Wednesday, June 29, 2011

The Alien is Alienated

“I am a looser”
“You just don’t understand, my life is over”
“I am not going to have any friends”

All these passionate, sometimes hysterical pleas from the Alien have been getting the same standard response from me:
“Ag Shame”

I hear your gasps of horror from here. This mother has an emotionally disturbed, possibly unstable teenager and her response is “Ag Shame”? Relax! I did take the time to listen to the reason why her life was teetering on the brink of extinction.

The child does not have a BlackBerry.

Can you believe it? Even though she has a perfectly good Nokia somethingorother phone, a computer, the choice of 2 TV’s with DSTV and a DVD player, a pleasant roof over her head, a swimming pool, 3 adoring cats, 1 devoted dog plus a cupboard full of clothes – the child’s life is a misery because she does not have a BlackBerry Pin Number.

How sad is that? I am not totally heartless, you know. I was once a teenager and understand about peer pressure and all that psycho babble. It really is pathetic that a beautiful young girl can feel that life is passing her by because she does not have a particular make of phone. Talk about a fickle society.

Apparently all the kids who used to be on MXit have closed their accounts and are BB Messaging each other now. SMS is clearly so last week and actually calling a person and talking to them is what old people like me do. I suppose I could alleviate her misery just a tad if I allowed her to have Facebook but I see what some of these teenagers do and say on Facebook so question if I want to expose her to all that.

So, until her contract is due for an upgrade, I will just have to endure the endless whining and complaining. The advantage is that, because she no longer knows what is going on in the world around her because of her forced isolation thanks to her BlackBerry’lessness (cool new word that), the Alien can spend more time moping around me.
Hang on...did I just say advantage?
Anyone getting rid of their BlackBerry? Anyone?

Tuesday, June 7, 2011

“What’s for Dinner?”


The innocent sounding sentence that fills me with dread and gets me hyperventilating even more than; “Just listen to me before you say anything”
It is not because I want to reply “whatever you are making.” I like cooking, really I do. I just despise deciding WHAT to cook every night. I can rustle up a pretty decent plate of food if only someone would tell me exactly what to cook - and Chicken Man has purchased the ingredients of course.

Use a recipe book I hear you say. Problem with recipes is that they list ingredients that I have never heard of and they tell me to do things to food that sounds positively indecent. They also expect you to use more than 2 pots. For 1 meal? That is just excessive. Besides – if you have outsourced your shopping to your husband like I have, you cannot present him with a shopping list that has any variables to the routine. Crickey, I can’t even ask for coriander without him demanding a picture, full description and a rough idea as to what aisle he will find it in.

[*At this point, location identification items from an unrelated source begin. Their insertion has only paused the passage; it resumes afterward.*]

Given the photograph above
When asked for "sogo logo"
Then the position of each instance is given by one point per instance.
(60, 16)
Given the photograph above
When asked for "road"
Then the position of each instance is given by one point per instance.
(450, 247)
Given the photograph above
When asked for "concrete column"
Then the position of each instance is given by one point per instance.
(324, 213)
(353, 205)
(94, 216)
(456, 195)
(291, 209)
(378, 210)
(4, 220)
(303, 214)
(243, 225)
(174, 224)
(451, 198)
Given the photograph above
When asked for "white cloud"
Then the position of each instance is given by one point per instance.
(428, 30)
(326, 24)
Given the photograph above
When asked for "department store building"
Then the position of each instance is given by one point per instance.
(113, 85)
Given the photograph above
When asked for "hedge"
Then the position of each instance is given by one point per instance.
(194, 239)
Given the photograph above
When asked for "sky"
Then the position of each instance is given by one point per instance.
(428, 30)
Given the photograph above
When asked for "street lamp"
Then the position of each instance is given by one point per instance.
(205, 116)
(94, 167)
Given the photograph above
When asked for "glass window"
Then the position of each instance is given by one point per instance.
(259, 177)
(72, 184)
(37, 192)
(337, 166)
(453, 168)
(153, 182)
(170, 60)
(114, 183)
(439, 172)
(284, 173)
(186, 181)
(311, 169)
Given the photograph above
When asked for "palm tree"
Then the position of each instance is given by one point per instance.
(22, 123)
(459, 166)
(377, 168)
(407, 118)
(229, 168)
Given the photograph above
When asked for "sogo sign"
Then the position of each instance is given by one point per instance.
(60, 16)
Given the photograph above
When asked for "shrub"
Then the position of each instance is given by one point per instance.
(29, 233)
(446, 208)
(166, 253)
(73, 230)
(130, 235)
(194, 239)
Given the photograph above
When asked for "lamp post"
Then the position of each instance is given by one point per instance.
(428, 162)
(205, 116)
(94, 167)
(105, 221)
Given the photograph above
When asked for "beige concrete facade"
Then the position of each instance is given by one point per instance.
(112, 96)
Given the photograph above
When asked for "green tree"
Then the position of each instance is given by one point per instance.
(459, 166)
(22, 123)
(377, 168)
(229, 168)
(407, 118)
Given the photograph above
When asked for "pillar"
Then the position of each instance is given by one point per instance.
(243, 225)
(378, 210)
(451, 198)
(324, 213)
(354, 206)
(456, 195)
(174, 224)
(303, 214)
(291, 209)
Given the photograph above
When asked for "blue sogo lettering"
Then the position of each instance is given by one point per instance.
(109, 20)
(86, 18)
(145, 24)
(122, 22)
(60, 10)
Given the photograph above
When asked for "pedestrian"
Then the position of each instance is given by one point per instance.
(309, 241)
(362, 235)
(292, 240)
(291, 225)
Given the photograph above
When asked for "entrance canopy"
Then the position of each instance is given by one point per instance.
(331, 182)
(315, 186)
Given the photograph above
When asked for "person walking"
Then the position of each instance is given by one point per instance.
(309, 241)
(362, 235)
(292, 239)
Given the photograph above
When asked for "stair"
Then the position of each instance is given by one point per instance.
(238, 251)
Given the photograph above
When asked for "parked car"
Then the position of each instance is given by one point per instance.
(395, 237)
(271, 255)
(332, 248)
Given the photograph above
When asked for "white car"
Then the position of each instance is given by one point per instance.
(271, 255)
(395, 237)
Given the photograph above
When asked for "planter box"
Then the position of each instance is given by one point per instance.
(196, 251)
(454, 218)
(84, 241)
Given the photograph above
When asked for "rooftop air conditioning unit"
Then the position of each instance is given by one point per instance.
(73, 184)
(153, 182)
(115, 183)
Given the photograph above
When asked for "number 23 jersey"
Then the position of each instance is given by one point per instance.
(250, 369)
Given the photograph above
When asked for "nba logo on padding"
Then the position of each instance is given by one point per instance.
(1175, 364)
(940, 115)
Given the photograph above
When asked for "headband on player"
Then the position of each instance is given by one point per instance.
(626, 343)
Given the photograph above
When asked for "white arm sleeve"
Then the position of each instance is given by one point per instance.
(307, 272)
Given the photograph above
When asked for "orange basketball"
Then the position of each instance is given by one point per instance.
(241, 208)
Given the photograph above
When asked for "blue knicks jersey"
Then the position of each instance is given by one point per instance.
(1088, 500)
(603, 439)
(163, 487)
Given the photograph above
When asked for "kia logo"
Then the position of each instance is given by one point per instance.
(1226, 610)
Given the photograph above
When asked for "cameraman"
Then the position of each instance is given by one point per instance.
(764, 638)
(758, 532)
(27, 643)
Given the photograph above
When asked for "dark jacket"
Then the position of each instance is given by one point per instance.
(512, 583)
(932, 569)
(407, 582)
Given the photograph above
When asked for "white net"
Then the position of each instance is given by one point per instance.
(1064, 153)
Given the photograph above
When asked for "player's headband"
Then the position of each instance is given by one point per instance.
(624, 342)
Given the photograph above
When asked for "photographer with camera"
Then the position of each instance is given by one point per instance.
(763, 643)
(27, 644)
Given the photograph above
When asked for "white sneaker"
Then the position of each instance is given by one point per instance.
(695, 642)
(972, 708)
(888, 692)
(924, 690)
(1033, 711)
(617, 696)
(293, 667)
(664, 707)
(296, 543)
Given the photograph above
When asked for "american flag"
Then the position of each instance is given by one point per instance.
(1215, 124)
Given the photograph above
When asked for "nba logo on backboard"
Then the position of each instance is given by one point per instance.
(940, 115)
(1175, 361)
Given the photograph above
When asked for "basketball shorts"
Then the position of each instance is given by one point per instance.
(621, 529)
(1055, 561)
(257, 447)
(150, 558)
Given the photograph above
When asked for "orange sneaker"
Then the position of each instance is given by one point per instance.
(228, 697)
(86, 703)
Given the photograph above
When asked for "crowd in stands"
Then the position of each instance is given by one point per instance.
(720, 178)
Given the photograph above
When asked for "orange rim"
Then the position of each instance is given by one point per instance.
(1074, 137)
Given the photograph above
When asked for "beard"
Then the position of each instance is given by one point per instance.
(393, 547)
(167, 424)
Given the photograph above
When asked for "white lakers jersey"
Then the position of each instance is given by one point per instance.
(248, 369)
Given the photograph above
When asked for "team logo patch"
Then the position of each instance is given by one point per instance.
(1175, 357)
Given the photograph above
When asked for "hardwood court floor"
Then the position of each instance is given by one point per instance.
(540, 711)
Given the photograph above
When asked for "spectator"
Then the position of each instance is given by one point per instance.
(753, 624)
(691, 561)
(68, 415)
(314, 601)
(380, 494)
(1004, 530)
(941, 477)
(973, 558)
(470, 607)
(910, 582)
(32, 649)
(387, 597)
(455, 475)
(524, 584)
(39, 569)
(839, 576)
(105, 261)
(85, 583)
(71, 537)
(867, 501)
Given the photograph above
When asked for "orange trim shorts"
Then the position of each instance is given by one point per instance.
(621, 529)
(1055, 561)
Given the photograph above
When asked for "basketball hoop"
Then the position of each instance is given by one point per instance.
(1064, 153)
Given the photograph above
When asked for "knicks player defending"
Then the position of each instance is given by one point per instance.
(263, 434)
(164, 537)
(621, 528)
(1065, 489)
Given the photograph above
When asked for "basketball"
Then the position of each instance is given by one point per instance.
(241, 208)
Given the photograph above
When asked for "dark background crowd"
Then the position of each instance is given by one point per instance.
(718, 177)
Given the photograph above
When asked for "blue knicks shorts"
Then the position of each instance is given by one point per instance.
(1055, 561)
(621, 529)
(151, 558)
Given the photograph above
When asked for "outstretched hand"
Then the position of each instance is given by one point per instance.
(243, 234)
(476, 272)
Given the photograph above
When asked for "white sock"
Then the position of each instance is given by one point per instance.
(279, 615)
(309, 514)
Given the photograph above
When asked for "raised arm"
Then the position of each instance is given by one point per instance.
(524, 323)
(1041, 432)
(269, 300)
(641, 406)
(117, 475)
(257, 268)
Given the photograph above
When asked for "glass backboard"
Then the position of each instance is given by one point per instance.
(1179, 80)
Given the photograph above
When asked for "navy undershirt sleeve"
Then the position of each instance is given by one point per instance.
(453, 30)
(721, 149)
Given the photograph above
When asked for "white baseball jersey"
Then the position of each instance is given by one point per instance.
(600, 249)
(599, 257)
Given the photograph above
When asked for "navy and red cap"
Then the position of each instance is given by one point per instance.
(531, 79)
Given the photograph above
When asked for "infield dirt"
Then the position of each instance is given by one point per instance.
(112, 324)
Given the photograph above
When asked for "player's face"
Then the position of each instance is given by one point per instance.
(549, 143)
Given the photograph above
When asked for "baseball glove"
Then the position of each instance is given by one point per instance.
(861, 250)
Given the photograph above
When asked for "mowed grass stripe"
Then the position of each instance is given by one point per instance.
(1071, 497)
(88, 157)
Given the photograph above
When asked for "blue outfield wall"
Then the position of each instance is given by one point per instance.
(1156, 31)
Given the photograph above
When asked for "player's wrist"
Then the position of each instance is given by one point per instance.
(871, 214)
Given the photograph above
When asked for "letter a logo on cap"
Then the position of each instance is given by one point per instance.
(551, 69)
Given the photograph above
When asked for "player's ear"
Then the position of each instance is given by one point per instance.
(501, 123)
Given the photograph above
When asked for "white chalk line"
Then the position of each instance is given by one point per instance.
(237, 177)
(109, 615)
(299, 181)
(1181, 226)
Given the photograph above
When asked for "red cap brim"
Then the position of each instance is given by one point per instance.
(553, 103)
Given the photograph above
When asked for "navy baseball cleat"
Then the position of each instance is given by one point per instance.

And then one has to consider what the family members eat and don’t eat. If I could find enough recipes for mince, rice and pasta and serve that every night for a year I would not get a word of complaint from Chicken Man. As long as it is accompanied by a salad, Chicken Man would be quite happy.


The Alien was such a dream eater. I started feeding her everything we ate from about 6 months old and she happily devoured olives, feta, calamari...basically anything except prawns. Since her abduction she suddenly doesn’t laik this and doesn’t laik that. Flippen hell, I am tempted to feed her what I never fed her as a baby. She can darn well eat jars of Purity baby food which all taste the same whether they are beef or chicken, pasta or dessert. I believe a lot of superstars are partaking in this baby food diet so The Alien will be only too happy to oblige. Imitating role models is important to teenagers.


And me? I’ll pretend I am rich and famous and eat what every self respecting South African celebrity eats. Nuke-able Woollies meals for one.

Great, my “What‘s for Dinner” dilemma has been partially sorted. Thank you. Now, what happens when I have guests over for dinner....????